More recently, Jeff Lemire and Andrea Sorrentino kicked off their Bone Orchard Mythos with The Passage, a graphic novel that takes place entirely on a lighthouse island and contains some genuinely haunting images. There are overarching monstrous themes in the Boneyard Mythos - which is still developing in subsequent series - and while I'd say the aspirations are Lovecraft-level, this is 100% Lemire and Sorrentino's own thing, which is refreshing. There are some images in The Passage that rank as the most effective I've seen in a Horror Graphic Novel since Pornsak Pichetshote's Infidel and some very smart uses of a drone to deliver them.

What route will No One Lives Under the Lighthouse take? With first-person games a perfect vehicle to elicit very real paranoic responses from their players, this might be the closest some get to a real lighthouse Horror experience ourselves (let's hope so!) 



Ghost of Vroom!


New music from Mike Doughty's Ghost of Vroom! If you're a Soul Coughing fan like I am, this is the closest thing to that sound Doughty's done since their breakup back in, well, a loooong time ago. The new album, Ghost of Vroom 3 is out later this year, although no hard date has been announced.




Watch:

Rewatched Kevin Phillips' Super Dark Times on Shudder last night. Man, this one is heavy.
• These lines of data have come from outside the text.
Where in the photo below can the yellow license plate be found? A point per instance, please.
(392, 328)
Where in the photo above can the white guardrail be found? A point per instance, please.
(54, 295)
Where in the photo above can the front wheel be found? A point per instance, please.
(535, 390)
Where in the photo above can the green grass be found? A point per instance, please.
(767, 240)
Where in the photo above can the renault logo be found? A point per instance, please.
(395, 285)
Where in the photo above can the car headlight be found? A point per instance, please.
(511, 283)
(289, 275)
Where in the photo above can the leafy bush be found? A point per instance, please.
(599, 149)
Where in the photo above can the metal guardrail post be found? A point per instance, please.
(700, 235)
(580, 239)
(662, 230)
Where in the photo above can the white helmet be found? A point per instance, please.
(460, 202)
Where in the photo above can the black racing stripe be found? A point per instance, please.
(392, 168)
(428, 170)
I'm not going to post a trailer because I think it's best to go in cold on this one. Yes, that's my recommendation for every movie, however, we can't always control that. This one is from 2017, so if you haven't seen it you may already have an idea what it's about. If not, just watch it. Damn.
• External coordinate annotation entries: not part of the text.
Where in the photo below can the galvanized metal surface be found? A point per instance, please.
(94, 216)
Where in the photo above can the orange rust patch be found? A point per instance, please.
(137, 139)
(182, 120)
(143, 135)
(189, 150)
What I will say is A) Kevin Phillips NAILS high school. I mean, he just crushed it - so many little non-sequitur moments that surround the characters and mean nothing other than to reinforce where our minds are at this age. Anger, Angst and Rebellion. "No I don't need your fucking help, lady!" one background character screams at one point, and it's just spot fucking on. B) This deals with a trauma that an event in my life in high school shares some DNA with. Phillips nails the state of mind that followed it. Again, he CRUSHED it.
 


Play:

Ask and ye shall receive: new Puppet Combo-like game No One Lives Under the Lighthouse by Torture Star and Marevo Collective hits a bunch of platforms - Switch included - this month!

 
Spooky AF! There are some images in this trailer that seared into my brain the moment they appeared on screen (@1:22 - WTF???). What a spectacular setting; an abandoned lighthouse island with rocky crags and descending spiral staircases lends itself so well to this aesthetic. I can't wait to play this game!
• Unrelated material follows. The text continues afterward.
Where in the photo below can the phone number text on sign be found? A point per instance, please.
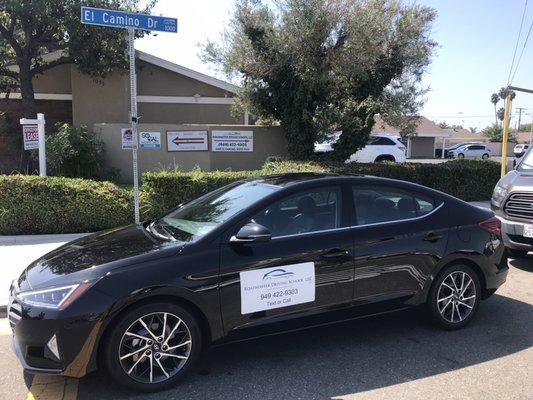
(283, 286)
(236, 141)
NOTE: if you read this post earlier and remembered it being longer, fret not! You are correct - I've expanded my "Lighthouse Horror as a burgeoning subgenre thoughts in a separate post HERE.

No One Lives Under the Lighthouse is out May 18th!



Playlist:

Sleep - The Sciences
Windhand - Eternal Return
Earth - Live at Third Man Records
Dorthia Cottrell - Death Folk Country
The Sword - Warp Riders
Bongripper - Satan (single)
Crowbar - Planets Collide (single)
Gaupa - Myriad
Witchfinder - Hazy Rites
Witchfinder - Forgotten Mansion
            


Card:

From Jonathan Grimm's Bound Tarot, which you can buy HERE.


• 20 Judgement is Aeon in Crowley and Harris's Thoth deck. Regardless of which you go with, this is a card of Redemption. It also suggests a pivotal sequence and the holography of cause/effect.
• Seven of Pentacles is a card that denotes Victory/Completion of Earthly matters
• Queen of Pentacles, in this particular case, is offering the advice that I actually stop thinking with my emotions on Earthly matters and begin applying a more staunch lens of discernment.

In other words - I'm spending too much money on vinyl.